INDIANAPOLIS — There's a push to improve the quality of housing for renters across Central Indiana.
The Hoosier Housing Needs Coalition says 84% of families that are at risk of eviction haven't applied to rental assistance because they say that rental assistance program are dried up. They say that over 150,000 people have called 211 asking for help with housing. 17,000 of them haven't gotten the help they need.
The organization held a press conference on Thursday to lay out the facts surrounding the housing issues in Indiana. They're calling on the legislature to create a housing stability pilot fund to be added to the budget.
They originally planned on doing it during the Senate Judiciary Committee Wednesday by testifying in support of Senate Bill 202. But that bill wasn't giving a hearing after it was assigned to a summer study committee.
That bill would have expanded renter’s rights and held landlords accountable. It would have done so by allowing the court to step in when landlords haven’t fixed issues with a renter’s dwelling for over 30 days.
Courts would have been able to establish escrow accounts that the renter would have paid their rent in to. The court would then decide how that money would be used by the landlord.
Renters from across the staterallied in support of the bill Monday.
The Coalition say this crisis is something lawmakers need to address now, not next legislative session.

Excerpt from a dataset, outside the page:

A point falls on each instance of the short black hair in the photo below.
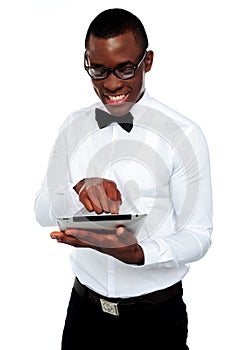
(114, 22)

"We have a crisis of housing in Indianapolis and in the state and it seems that our legislators are not interested in addressing the problem," Rabi Aaron Spiegel with the greater Indianapolis Multi Faith Alliance said.
"Unfortunately, the housing industry is very powerful in our state,” Amy Nelson, the Executive Director of the Fair Housing Center of Central Indiana, said. “It’s one of the reasons why we have seen so many out of state landlords come in to our state. They feel that the laws here are very friendly to them and they can take people's rent and not even have to do basic repairs that needs to stop.”
Democratic Senator Fady Qaddoura, who introduced the bill, says he's more determined than ever to be a voice for renters. He says Indiana is one of five states without protections for property tax payers who are renters.
You can read his full statement below.
"Despite the setback caused by the General Assembly's decision to not advance protections for property taxpayers who are renters, I'm more determined than ever to work tirelessly for the voiceless in our communities so that they are not treated as second class citizens. Indiana is one of five states nationwide without protections for property tax payers who are renters. By not acting on SB 202, the General Assembly's inaction provides cover to negligent corporate landlords. All Hoosiers deserve safe and secure housing."